Bowie Odyssey 70

Anmeldt av Jens Nepper
(Omnibus Press, 2020)

Karakter: 4.5/6

bowieodissey_1.jpgAs much as I love and cherish David Bowie's musical works, I will be the first to admit that I have consulted plenty of literature on the sadly missed pioneer that is either below par or simply not as interesting or illuminating as one could have hoped for. I am pleased to say that Simon Goddard (author of the inspired ”The Comeback: Elvis and the Story of the 68 Special”) has written a rather unique piece on Bowie's life in the year 1970 that now holds a rather special place in my heart.

What makes “Bowie Odyssey 70” so inspiring? It is not so much the fact that the book has a somewhat narrow and clear-cut focus on one specific year in the great man's life but rather the way in which this classy and strangely sophisticated narrative is composed and constructed; rarely have I come across a book that is as eloquently and evocatively written as ”Bowie Odyssey 70”. If you want mere facts and something akin to a day-by-day chronicle of Bowie's hugely important year of 1970, you should probably look elsewhere.

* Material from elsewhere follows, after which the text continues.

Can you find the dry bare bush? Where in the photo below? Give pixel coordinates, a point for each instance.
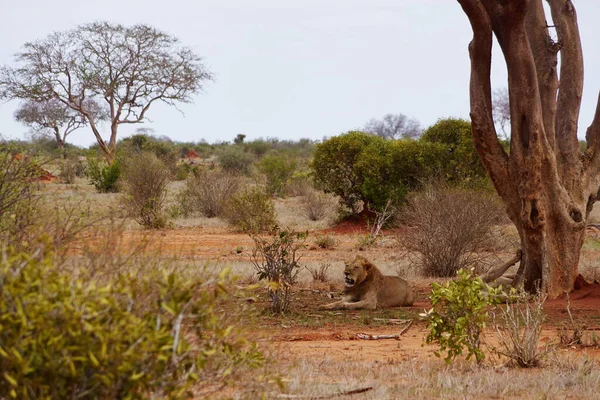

Goddard's gem is neither encyclopedic nor annoyingly academic in nature. Things are reflected upon in meaningful depth all the while the tone of the book ranges from sarcastic and ironic and further on to charming and enthusiastic. It is sharp and witty at times and yet warmth emanates from its 161 pages. There is something utterly appealing about the poetic way in which its chapters take you back to an era in British music history that is long gone.

A subtle albeit haunting presence of melancholy also slivers and slides between the words and paragraphs, which conjures up images of British life in the late 60s and early 70s that are occasionally bleak. David's highs and lows of 1970 as well as various circumstances and decisions ranging from brilliant to catastrophic are covered and touched on, but the way in which it does so is quite different to anything that I have previously come across on Bowie. Some passages are arguably slightly less accessible than others and there are a few instances where it feels as if the story takes a detour through unnecessary terrain without offering any real answers or clues as to why, which entails that it loses a bit of its flow and momentum now and again. Still, its voice and style are original and something out of the ordinary, and the beauty of “Bowie Odyssey 70” is that it manages to transport you to a different and slightly surreal place altogether.

”Bowie Odyssey 70” is an essential read for all of you out there with more than a passing interest in David's life in and around 1970 and the cultural impact of ”Space Oddity” and ”The Man Who $old the World”.